KNIME node development chemistry types

I’m using Python to develop a KNIME extension, and I’d like to use the KNIME Base Chemistry types. The node development documentation says you can use it like so:

def configure(self, config_context): # no input table
  """ This node creates two tables with two columns each """
  ktype1 = knext.string()
  import knime.types.chemistry as cet # needs the extension `KNIME Base Chemistry Types & Nodes` installed
  ktype2 = cet.SdfValue
  schema1 = knext.Schema([ktype1, ktype2], ["Column with Strings", "Column with Sdf"])
  schema2 = knext.Schema([ktype1, ktype2], ["Another column with Strings", "Another column with Sdf"])
  return schema1, schema2

I see that the knime.types.chemistry package is available in the Python scripting view in KNIME AP itself, but I’m unable to find a package or an API reference outlining this module. Is there somewhere I can find that for the purpose of autocompletions in VS Code, where I’m developing the rest of the extension?

Hi @dranganath,

Thank you for posting the query here. Allow me to do a rundown for you:

Logical Data Types

The KNIME Base Chemistry Types are the logical data types that need to be installed in KNIME first, and any extension that must use such dependencies should have it mentioned in the knime.yml.

Chemistry Data Types

KNIME Python-based node development framework has the pre-defined implementations of selective data types that makes it easier to map columns with respect to specific types when going from Java to python or vice versa.

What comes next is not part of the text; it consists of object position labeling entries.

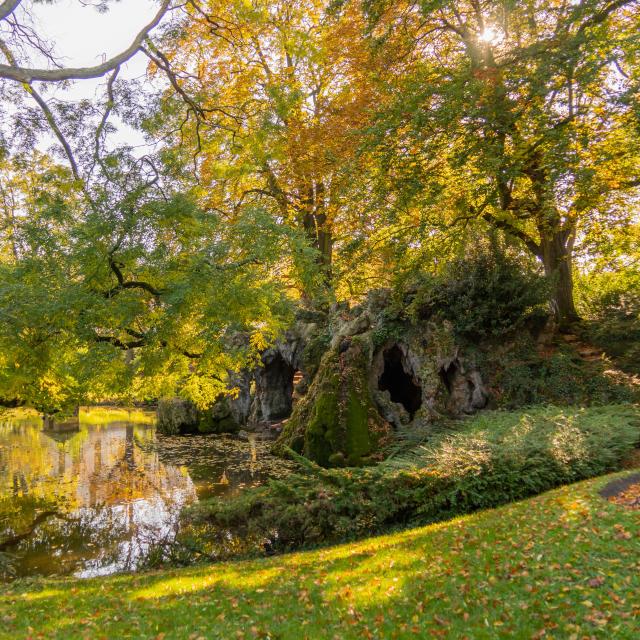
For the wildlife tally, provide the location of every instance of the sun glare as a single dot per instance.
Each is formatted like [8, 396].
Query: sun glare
[490, 35]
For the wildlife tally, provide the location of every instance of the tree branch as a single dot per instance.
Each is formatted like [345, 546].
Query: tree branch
[506, 226]
[48, 114]
[8, 7]
[22, 74]
[131, 284]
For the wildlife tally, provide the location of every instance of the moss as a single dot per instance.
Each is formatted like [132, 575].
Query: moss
[314, 352]
[336, 423]
[218, 418]
[176, 416]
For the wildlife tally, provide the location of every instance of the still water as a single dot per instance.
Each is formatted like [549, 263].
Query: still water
[95, 500]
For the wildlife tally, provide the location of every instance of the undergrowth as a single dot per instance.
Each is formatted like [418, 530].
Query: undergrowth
[493, 459]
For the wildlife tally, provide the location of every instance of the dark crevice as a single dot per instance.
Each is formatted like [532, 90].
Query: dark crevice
[400, 384]
[447, 375]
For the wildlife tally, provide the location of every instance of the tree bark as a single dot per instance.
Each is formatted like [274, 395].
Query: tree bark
[556, 254]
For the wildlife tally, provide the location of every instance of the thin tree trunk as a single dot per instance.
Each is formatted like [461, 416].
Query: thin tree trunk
[556, 255]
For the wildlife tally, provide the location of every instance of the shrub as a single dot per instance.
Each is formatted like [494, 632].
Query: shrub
[485, 295]
[524, 378]
[494, 458]
[610, 302]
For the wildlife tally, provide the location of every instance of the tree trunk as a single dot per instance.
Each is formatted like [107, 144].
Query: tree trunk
[556, 255]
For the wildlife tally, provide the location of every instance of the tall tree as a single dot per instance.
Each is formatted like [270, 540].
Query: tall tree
[520, 114]
[279, 90]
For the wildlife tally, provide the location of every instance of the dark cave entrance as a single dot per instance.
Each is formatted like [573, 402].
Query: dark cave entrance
[398, 382]
[448, 375]
[275, 389]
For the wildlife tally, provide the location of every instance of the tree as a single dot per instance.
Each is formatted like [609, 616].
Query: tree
[278, 93]
[522, 115]
[24, 36]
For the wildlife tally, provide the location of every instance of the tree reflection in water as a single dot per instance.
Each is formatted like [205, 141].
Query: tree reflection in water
[107, 494]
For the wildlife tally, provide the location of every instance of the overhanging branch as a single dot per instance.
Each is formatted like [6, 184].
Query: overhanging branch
[8, 7]
[23, 74]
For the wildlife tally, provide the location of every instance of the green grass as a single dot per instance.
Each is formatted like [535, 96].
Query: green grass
[103, 415]
[562, 565]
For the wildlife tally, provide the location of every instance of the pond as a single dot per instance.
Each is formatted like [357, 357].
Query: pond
[95, 500]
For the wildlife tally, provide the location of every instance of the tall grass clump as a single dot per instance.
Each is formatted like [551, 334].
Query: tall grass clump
[494, 458]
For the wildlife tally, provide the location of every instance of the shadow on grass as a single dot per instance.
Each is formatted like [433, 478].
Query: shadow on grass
[557, 563]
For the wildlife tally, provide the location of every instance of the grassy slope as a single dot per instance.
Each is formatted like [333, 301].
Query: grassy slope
[562, 565]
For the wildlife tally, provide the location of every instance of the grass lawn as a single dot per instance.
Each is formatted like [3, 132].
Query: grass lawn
[565, 564]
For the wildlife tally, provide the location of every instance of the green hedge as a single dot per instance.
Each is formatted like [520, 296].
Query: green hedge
[494, 458]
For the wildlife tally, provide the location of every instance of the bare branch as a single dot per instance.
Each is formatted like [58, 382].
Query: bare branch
[21, 74]
[8, 7]
[48, 114]
[131, 284]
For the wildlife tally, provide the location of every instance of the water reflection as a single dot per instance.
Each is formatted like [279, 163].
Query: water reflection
[94, 501]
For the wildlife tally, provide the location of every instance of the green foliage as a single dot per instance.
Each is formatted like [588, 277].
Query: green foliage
[522, 377]
[566, 560]
[610, 303]
[485, 295]
[493, 458]
[176, 416]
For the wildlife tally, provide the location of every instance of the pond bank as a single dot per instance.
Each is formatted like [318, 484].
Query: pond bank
[564, 563]
[98, 499]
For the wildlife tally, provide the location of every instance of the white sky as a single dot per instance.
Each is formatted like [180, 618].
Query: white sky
[84, 37]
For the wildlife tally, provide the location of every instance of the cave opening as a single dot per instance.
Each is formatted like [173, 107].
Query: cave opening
[400, 384]
[448, 375]
[276, 389]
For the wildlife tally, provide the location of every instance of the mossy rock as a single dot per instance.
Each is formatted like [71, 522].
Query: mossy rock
[218, 418]
[176, 416]
[337, 423]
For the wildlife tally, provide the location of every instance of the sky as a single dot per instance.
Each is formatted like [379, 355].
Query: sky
[84, 37]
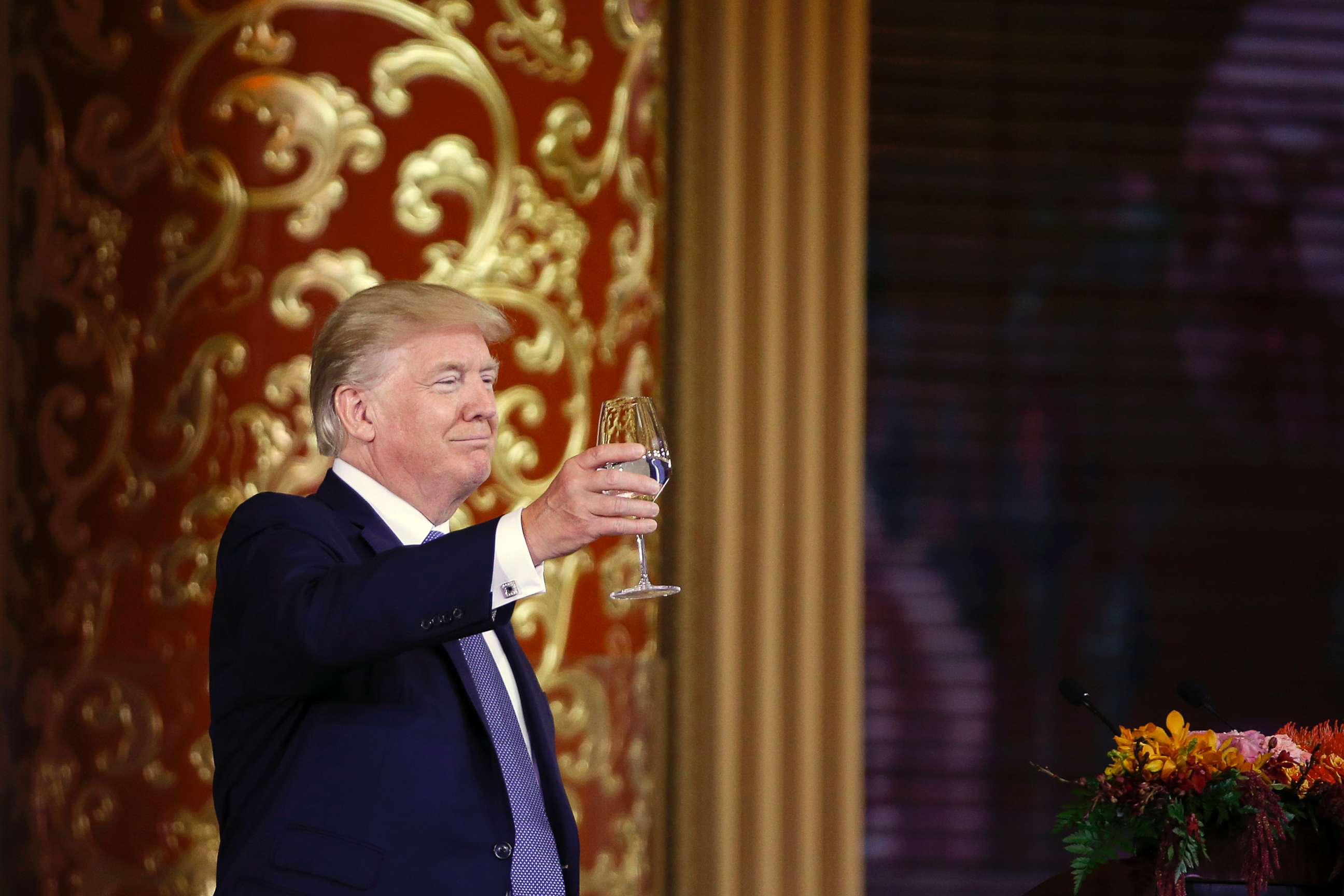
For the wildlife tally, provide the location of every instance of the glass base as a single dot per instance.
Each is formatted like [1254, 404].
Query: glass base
[643, 592]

Configuration and Execution

The need for defining the column data type in configure method is to let user know the expected column name and specific data type it will have after the execution of the node.

Once the user executes, and the execution of the node enters the execute method, the return value will automatically map the column/table to the right data type as inferred by the framework.

Last Resort

If the nature of the node is such that it is not at all possible to identify the expected data type of the output schema after execution, then you can simply return None in the configure method. However, this has one downside, that the user will not be able to configure the downstream nodes without executing the current node.

With all said, there is no right way for VS code to know the auto-completion of specific chemistry data types. You can use LOGGER.info() to find the right value factory strings, displayed in the KNIME console.
For instance you can use, LOGGER.info(column.ktype.logical_type) to print the available value factory strings for all logical data types, where column is the knext.Column in the input_schema.

Hope it helps.

Best,
Ali

2 Likes

Thank you so much for the reply. This was helpful, and I was able to identify, for example, the MolAdapterCellValueFactory as the type I want to use. However, I’m still not clear on how to actually use this type in my extension, like as part of the schema, or converting a pandas column to this type in the final node output. Do I use the ValueFactory type directly or one of the other classes in the types package, like MolValue? Is there documentation for this somewhere?